10 Tips for Improving Warehouse Operations

10 Tips for Improving Warehouse Operations

Improving warehouse operations is crucial to ensure orders get out on time and in full. Optimization and resource scheduling technology can help to increase efficiencies, reduce costs, and guarantee customer satisfaction.

1. Optimize warehouse layout and improve space utilization. Reconfigure the warehouse layout to minimize travel distances for workers and inventory. Use more vertical space with high-density racks, vertical shelves, and AS/RS systems. A WMS can improve space utilization by optimizing slotting, product placement, and storage strategies.

2. Automate operational decision-making. Consider an automated planning system that optimizes the work historically released and executed by public warehouse workers. An automated planner orchestrates all the complex inbound and outbound work that must be done, considering all constraints to maximize efficiency. Automated planning helps free the workforce to handle any issues that may pop up.

3. Use a warehouse management system. A WMS tracks and manages inventory accurately. It can prioritize inventory items and allocate space accordingly. A WMS provides real-time visibility into inventory levels, locations, and movements, which reduces stockouts, overstocking, and order fulfillment errors.

4. Streamline order picking. Implement efficient strategies such as batch picking, which allows pickers to efficiently pick multiple orders in a single pass. Zone picking assigns workers to specific zones to reduce travel time. Wave picking divides orders into waves based on priority, size, or destination. Use handheld picking devices or voice technologies to reduce errors and improve speed.

5. Understand automation’s limits. Automation alone may not be the answer. The harsh reality is that automated technology for picking, retrieving, staging, and shipping takes a lot of work and operating expenses to maintain the same amount of output compared to paying traditional labor more.
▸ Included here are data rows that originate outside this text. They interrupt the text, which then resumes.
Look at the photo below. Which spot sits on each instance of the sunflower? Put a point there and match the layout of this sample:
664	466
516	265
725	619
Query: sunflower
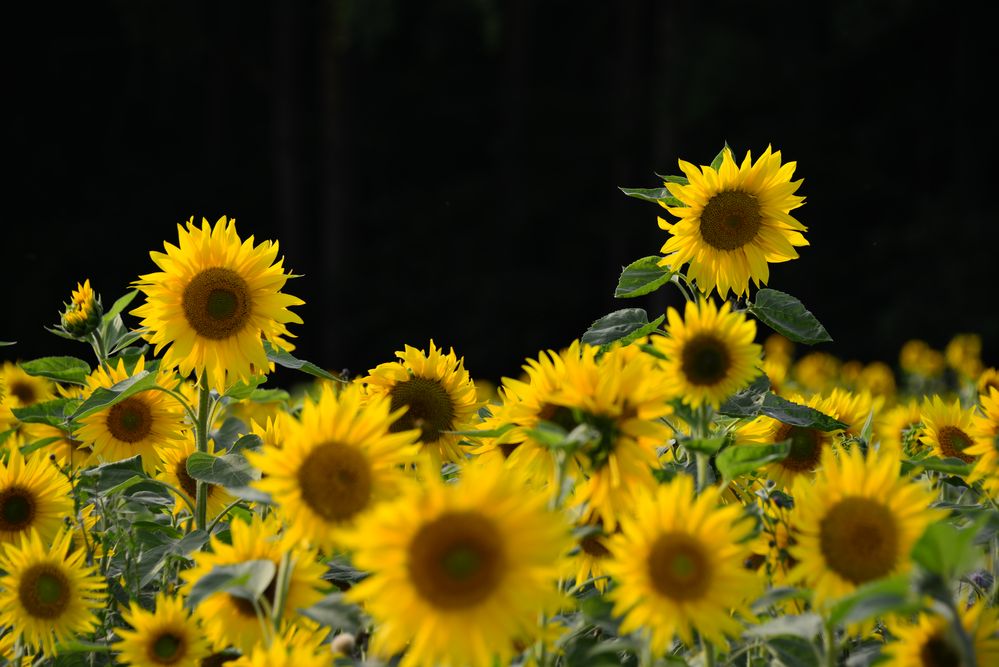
228	619
947	429
33	496
711	353
48	596
141	424
437	393
459	571
342	460
733	222
930	641
174	472
678	564
213	299
856	523
167	636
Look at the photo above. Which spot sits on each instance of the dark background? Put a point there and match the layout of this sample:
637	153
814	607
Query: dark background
448	169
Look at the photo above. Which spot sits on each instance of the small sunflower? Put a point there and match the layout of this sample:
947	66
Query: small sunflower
459	571
734	221
857	522
711	353
438	395
213	299
947	429
678	564
33	496
228	619
343	459
48	596
930	642
141	424
168	636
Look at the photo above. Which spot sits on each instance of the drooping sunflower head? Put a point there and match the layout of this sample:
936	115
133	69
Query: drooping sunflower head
734	221
213	300
711	353
166	636
678	564
141	424
341	461
459	571
857	522
437	393
47	595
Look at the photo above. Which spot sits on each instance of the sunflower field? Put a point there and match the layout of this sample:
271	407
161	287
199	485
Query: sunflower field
694	488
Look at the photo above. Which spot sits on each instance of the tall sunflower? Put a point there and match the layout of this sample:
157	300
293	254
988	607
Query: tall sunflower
459	571
678	564
438	395
711	353
342	460
166	636
33	496
734	220
228	619
48	595
141	424
213	299
857	522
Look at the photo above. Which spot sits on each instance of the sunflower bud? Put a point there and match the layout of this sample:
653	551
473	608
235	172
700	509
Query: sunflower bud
84	311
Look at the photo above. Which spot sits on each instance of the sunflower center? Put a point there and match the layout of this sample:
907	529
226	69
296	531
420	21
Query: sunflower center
705	360
457	560
730	220
937	652
130	421
217	303
953	442
678	567
167	649
17	509
806	447
430	408
44	591
335	481
859	539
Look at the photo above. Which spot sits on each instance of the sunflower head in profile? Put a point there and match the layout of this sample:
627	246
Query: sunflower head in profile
341	460
930	641
213	301
167	636
678	565
437	393
34	496
231	620
711	353
734	221
947	429
141	424
47	594
459	571
857	522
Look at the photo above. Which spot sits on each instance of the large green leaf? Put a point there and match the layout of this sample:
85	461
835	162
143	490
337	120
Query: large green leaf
788	317
60	369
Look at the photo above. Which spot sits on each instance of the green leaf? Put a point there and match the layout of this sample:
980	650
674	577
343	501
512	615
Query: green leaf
283	358
653	195
105	398
228	470
642	277
60	369
620	324
247	580
788	317
740	459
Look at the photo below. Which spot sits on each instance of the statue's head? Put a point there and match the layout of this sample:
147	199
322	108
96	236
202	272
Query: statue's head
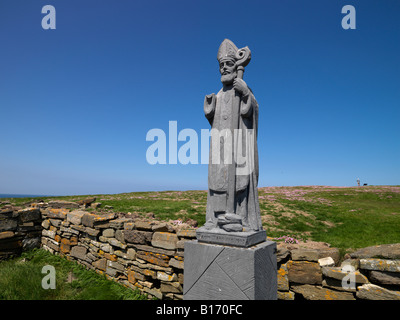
227	68
227	61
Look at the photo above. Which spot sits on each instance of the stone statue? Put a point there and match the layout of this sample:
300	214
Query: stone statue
232	200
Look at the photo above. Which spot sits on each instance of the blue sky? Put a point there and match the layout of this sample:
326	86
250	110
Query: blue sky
77	102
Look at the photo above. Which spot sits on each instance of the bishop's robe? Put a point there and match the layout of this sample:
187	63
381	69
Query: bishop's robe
218	110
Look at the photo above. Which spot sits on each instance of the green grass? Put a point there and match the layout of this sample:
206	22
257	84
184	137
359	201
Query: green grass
21	279
344	217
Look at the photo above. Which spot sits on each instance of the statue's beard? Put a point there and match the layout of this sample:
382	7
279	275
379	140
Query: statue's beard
227	79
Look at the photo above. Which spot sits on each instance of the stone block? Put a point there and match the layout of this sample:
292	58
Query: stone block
326	262
29	214
96	220
6	234
165	240
143	225
79	252
176	263
380	265
75	217
371	291
385	278
338	273
303	254
285	295
62	204
217	272
384	251
119	223
153	258
8	225
310	292
283	280
304	272
137	236
108	233
56	213
187	233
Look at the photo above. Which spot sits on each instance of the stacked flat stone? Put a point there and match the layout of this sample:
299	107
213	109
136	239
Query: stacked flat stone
20	230
137	253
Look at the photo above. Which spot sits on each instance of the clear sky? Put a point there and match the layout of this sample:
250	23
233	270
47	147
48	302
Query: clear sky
77	102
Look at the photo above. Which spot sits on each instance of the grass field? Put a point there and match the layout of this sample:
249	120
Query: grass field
21	279
345	217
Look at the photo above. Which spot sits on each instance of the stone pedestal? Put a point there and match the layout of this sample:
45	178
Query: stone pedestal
219	272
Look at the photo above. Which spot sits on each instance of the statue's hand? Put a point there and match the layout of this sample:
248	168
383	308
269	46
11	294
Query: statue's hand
240	86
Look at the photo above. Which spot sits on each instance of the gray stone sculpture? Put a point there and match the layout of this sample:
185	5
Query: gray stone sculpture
230	260
233	212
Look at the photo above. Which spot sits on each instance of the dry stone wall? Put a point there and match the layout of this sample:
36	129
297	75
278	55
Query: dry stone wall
307	272
148	254
20	229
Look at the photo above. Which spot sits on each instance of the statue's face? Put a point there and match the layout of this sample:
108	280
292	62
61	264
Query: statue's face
227	68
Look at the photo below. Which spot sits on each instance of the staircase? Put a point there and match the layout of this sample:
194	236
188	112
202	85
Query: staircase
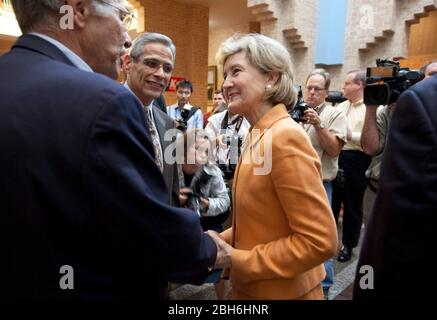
417	10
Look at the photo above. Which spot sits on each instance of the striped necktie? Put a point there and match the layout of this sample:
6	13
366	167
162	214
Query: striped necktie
155	139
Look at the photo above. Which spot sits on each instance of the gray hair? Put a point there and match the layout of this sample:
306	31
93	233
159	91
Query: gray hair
359	76
321	72
31	13
268	56
150	37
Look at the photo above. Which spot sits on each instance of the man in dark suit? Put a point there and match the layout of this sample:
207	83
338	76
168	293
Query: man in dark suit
149	67
399	245
79	189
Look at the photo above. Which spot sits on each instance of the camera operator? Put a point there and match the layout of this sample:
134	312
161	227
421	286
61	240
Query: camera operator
326	127
349	186
399	242
225	127
203	189
186	116
373	141
383	91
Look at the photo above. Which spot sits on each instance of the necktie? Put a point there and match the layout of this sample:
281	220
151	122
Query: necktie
155	139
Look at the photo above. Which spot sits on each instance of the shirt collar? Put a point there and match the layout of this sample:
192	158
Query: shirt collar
74	58
359	102
319	107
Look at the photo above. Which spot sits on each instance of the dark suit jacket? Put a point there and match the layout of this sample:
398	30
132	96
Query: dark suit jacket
163	123
400	240
78	187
6. Train and upskill warehouse staff. Ongoing training helps employees learn new techniques and best practices. Training on safety protocols and equipment usage reduces the risk of accidents and injuries. Ongoing training ensures that employees are aware of and compliant with any new regulations that must be adhered to, which reduces fines and legal issues.

7. Measure performance with KPIs. Key performance indicators (KPIs) provide quantifiable metrics that help you assess how well your warehouse operations perform and whether they align with your business goals. Choose relevant metrics such as picking accuracy, order cycle time, on-time delivery, order fill rate, and employee productivity. Regularly review KPIs and adjust based on data and feedback.
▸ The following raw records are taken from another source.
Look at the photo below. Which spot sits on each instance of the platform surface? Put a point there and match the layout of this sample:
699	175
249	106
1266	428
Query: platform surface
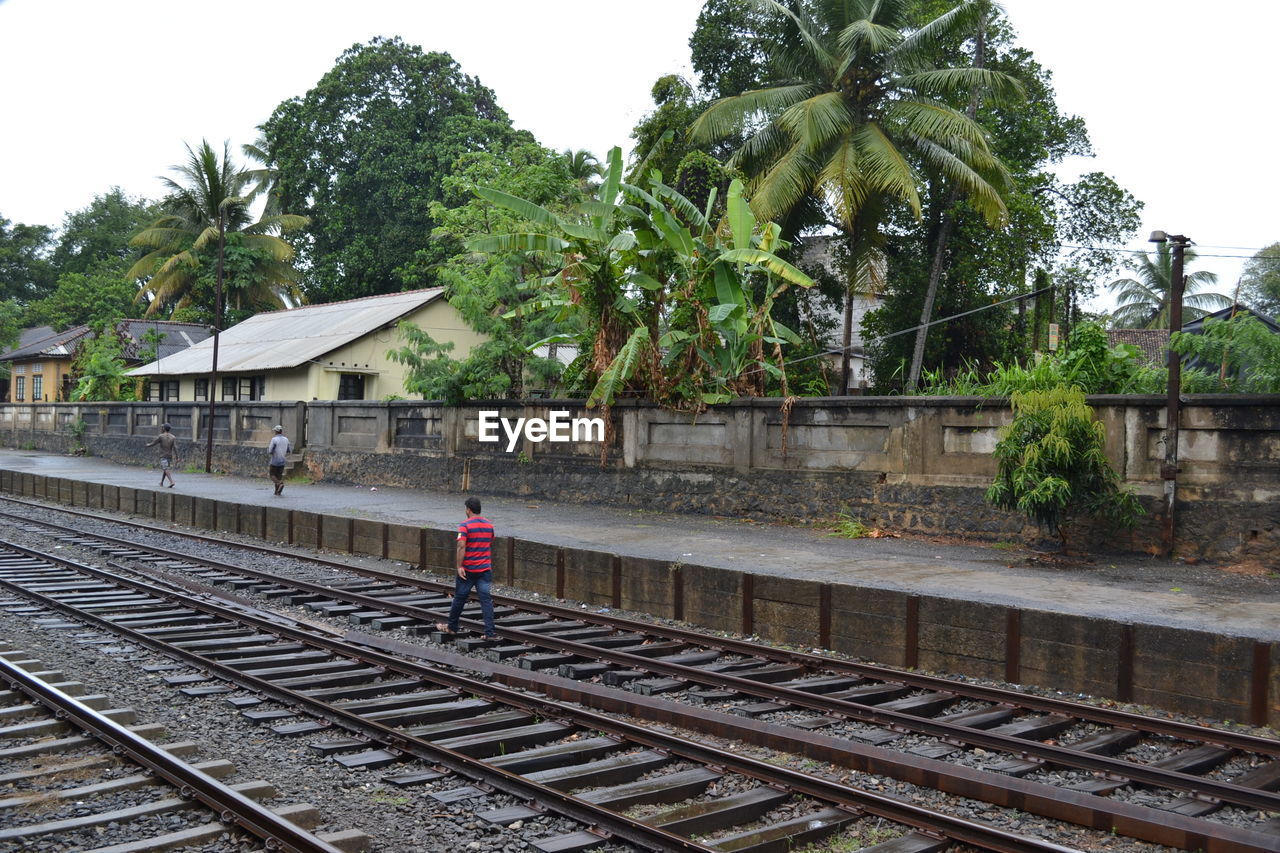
1120	587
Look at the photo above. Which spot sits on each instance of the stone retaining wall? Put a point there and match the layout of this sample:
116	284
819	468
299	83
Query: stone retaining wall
918	465
1230	678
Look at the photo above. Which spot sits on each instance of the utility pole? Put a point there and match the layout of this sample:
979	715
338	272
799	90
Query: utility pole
218	324
1173	406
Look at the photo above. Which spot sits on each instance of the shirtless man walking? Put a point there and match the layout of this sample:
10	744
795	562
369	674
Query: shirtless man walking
168	442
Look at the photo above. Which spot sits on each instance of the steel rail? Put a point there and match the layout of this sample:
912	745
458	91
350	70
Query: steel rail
511	784
997	696
863	802
896	720
231	806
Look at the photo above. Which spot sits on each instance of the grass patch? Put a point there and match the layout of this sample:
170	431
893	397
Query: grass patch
849	527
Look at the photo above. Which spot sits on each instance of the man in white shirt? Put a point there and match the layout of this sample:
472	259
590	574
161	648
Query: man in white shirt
279	451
8. Eliminate chaos in the yard. Release work intelligently based on labor capacity, inventory availability, and demand. Optimally sequence inbounds and outbounds to proactively expand cross-docking and interleaving. Drive capacity-constrained yard moves—what trailer, where, when—to manage door turn times and reduce detention.

9. Manage intra-campus moves. Shippers often have campuses with multiple buildings with unique process flows. Inventory, receipts, transfers, and shipments must be optimized across multiple buildings with the right timing to minimize touches. Managing intra-campus moves efficiently requires technology that carefully plans and organizes every detail. Each inventory transfer costs between $150 and $500; a reduction in transfers can save millions.

10. Use intelligent warehouse orchestration that integrates with a WMS. Often called WMS accelerators, these tools adapt and rebalance activities based on what happens inside a warehouse in near-real time. WMS accelerators rearrange schedules, review labor requirements, schedule replenishments, cross-dock orders, and ensure shipments arrive on time and in full.